Twunk · 31/07/2014 15:43

YABU

When my son Alex was dx with cancer (which is probably not terminal) I let everyone know through FB except grandparents, our siblings, and a couple of friends.

It was hard enough calling my mum to tell her...I'd have hated to have to do that over and over again. My heart was breaking as it was. Lots of people had been worried about him, and it was the easiest way for ME.

So, in the nicest possible way, don't be a bastard.

Twunk · 31/07/2014 15:44
GuybrushThreepwoodMP · 31/07/2014 15:44

'It's not about you.'
^^ this.

SlicedAndDiced · 31/07/2014 15:44

No judgement here op, I understand this was probably a knee jerk reaction.

I explained in my pp why I thought it was easier to announce news like this via social media and seem to have x posted with everyone.

I think maybe you should try to get this thread removed? I'd hate to think there was any chance of that family seeing a discussion on this.

mignonette · 31/07/2014 15:46

I imagine that the closest family and friends have been told privately and this is just one of the many ways by which sad news can be conveyed to other people that may know them.

I found out my Father was dying via a cold text from a SM that was poles apart from this status update. Believe you me, it is abundantly clear when somebody doesn't give a fuck about your feelings and this FB post doesn't strike me as heartless.

You do what you have to do in circumstances like this. Poor them.

TabithaMcKitten · 31/07/2014 15:46

Twunk! Thanks

PullTheBricksDown · 31/07/2014 15:47

So all the posters telling the OP how hateful (that word has been used, among others) she is for thinking this and posting it: you're all better than that, right? Maybe go and look up irony in the dictionary.

The one good point made by these posters is for OP not to phone. They will have enough on their plate. Text them instead and they can respond when ready.

magpiegin · 31/07/2014 15:48

I also agree with the poster who said not to call. You could send a FB message saying you're very sorry and if they want you to call let them know. They will already be having difficult conversations with grandparents and other family.

SwearyFucker · 31/07/2014 15:49

I can understand why your friend did this. It's much easier than having to tell people individually and deal with their responses at a time when you just want to concentrate on your child.

My son had a near-fatal head injury. I mentioned it as a status update on Facebook in quite an understated, almost flippant way, because I was desperate to avoid sounding melodramatic. I would have hated to have to tell people individually and then respond to all their responses, IYSWIM. I just wanted to be with my son. I would have felt like a drama-queen telling people individually.

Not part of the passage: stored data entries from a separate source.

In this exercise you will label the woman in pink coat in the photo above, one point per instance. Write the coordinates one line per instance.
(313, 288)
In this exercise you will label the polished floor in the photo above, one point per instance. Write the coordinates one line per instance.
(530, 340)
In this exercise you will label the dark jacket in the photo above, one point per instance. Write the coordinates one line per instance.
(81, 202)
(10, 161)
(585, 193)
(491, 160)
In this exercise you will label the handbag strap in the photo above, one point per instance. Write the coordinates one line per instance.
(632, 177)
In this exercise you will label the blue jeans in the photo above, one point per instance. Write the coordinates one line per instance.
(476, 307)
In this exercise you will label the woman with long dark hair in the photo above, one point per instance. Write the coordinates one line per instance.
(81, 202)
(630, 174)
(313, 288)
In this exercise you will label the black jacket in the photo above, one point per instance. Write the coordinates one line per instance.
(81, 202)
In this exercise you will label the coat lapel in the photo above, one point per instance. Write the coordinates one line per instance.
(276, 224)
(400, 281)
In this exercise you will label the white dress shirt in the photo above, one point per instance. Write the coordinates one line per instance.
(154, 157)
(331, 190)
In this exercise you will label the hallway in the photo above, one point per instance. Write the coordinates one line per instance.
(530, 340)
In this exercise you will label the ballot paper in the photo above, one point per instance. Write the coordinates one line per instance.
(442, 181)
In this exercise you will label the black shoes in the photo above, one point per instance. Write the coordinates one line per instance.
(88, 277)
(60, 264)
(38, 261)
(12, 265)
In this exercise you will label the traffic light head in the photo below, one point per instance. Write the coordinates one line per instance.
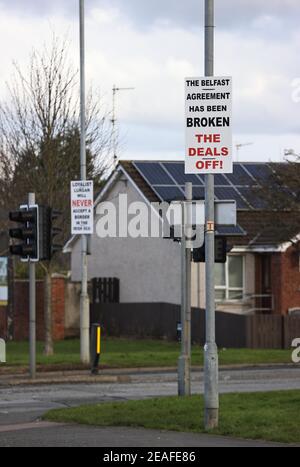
(27, 233)
(220, 251)
(48, 232)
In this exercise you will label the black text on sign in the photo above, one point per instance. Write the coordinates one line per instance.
(208, 111)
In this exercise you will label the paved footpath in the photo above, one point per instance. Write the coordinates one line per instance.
(21, 406)
(45, 434)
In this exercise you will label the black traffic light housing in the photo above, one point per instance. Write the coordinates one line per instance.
(220, 251)
(48, 231)
(27, 233)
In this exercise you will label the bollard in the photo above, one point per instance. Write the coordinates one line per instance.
(95, 347)
(2, 351)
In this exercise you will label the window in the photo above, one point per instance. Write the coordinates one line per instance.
(229, 279)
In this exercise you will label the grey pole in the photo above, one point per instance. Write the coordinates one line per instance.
(32, 309)
(211, 395)
(84, 299)
(184, 362)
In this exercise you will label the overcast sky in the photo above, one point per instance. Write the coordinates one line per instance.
(153, 45)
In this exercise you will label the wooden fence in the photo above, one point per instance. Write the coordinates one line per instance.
(159, 320)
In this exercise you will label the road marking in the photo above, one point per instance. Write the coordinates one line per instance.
(27, 426)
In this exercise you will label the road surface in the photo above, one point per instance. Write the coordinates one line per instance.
(21, 408)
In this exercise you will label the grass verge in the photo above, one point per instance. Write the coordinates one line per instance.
(122, 353)
(270, 416)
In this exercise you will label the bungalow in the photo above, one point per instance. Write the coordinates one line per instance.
(261, 274)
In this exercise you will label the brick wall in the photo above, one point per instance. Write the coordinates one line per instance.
(285, 280)
(287, 291)
(21, 309)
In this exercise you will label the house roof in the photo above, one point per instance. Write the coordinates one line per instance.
(164, 181)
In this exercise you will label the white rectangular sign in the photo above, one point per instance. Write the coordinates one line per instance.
(82, 207)
(208, 109)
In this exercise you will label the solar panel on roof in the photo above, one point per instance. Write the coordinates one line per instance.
(230, 193)
(250, 195)
(259, 171)
(198, 192)
(153, 173)
(177, 172)
(168, 193)
(239, 176)
(167, 179)
(221, 180)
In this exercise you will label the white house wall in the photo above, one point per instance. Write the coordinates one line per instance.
(148, 268)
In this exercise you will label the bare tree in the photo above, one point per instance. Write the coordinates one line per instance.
(40, 141)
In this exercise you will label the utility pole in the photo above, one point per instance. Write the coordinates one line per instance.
(114, 119)
(32, 308)
(211, 395)
(84, 298)
(184, 362)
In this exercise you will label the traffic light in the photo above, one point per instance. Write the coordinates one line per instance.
(48, 232)
(220, 251)
(27, 232)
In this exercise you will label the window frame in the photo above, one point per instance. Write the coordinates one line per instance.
(226, 287)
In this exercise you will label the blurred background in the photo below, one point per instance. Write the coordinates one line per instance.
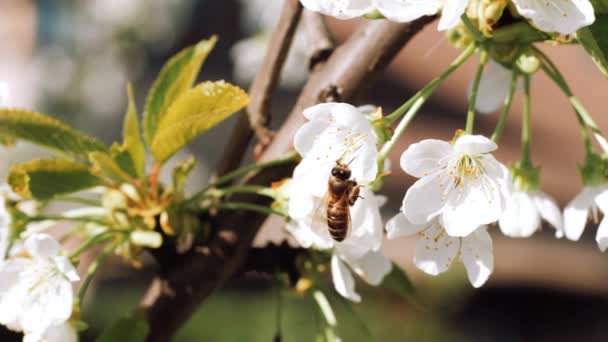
(72, 59)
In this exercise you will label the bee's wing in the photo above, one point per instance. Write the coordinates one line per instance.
(320, 213)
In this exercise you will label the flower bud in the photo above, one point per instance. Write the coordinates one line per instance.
(527, 62)
(145, 238)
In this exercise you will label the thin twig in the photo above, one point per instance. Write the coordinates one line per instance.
(261, 90)
(193, 277)
(318, 37)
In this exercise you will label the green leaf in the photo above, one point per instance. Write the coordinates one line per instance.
(43, 179)
(594, 38)
(176, 77)
(105, 166)
(132, 329)
(180, 174)
(47, 132)
(132, 140)
(197, 110)
(398, 282)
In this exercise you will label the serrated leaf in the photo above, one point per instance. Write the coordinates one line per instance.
(132, 140)
(105, 166)
(398, 282)
(43, 179)
(123, 158)
(180, 174)
(197, 110)
(131, 329)
(176, 77)
(594, 38)
(47, 132)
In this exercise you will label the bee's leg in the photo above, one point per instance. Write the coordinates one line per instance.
(353, 193)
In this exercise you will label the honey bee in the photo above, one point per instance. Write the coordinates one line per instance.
(342, 193)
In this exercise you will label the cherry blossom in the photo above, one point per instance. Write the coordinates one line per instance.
(359, 252)
(562, 16)
(36, 288)
(587, 204)
(462, 183)
(436, 250)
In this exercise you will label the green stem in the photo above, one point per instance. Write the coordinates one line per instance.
(472, 29)
(196, 198)
(471, 111)
(502, 119)
(93, 268)
(584, 118)
(525, 126)
(250, 189)
(79, 200)
(432, 86)
(247, 206)
(86, 219)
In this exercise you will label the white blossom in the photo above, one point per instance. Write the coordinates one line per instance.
(336, 131)
(4, 94)
(522, 216)
(587, 204)
(36, 288)
(341, 9)
(461, 183)
(359, 252)
(436, 249)
(395, 10)
(64, 332)
(562, 16)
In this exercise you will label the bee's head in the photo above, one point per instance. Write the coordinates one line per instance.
(341, 171)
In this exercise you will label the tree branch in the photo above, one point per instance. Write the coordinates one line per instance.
(317, 36)
(262, 88)
(174, 296)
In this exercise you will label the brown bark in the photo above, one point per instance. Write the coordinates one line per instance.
(262, 88)
(175, 295)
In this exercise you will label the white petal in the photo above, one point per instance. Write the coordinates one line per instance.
(493, 88)
(66, 268)
(49, 302)
(601, 198)
(399, 225)
(451, 13)
(343, 279)
(4, 94)
(305, 137)
(474, 144)
(61, 333)
(477, 256)
(550, 212)
(372, 267)
(521, 218)
(343, 9)
(423, 158)
(407, 10)
(480, 201)
(576, 214)
(435, 250)
(11, 294)
(42, 246)
(321, 111)
(563, 16)
(425, 199)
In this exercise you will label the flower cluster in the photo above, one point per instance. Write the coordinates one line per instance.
(36, 295)
(563, 17)
(338, 132)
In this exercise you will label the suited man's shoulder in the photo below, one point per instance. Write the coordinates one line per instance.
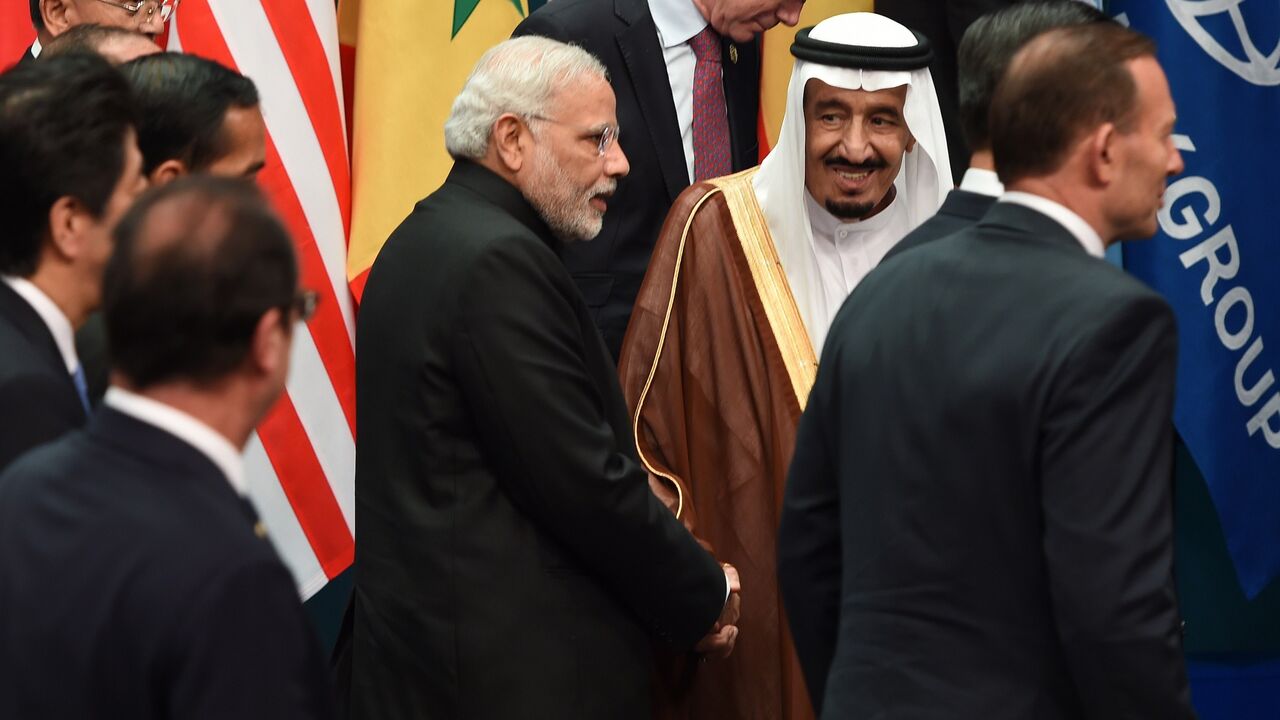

NewtRipley · 31/07/2014 15:49

I think: fine to think it.

I wouldn't start a thread on it. Although if it has made her think about the other people in this scenario then that's good. I am surprised she didn't think about them before she pressed post, that's all

Twunk · 31/07/2014 15:50

Pullthebricksdown she is judging someone who has been told their child is terminally ill. Yeah I think that's a pretty shit thing to do.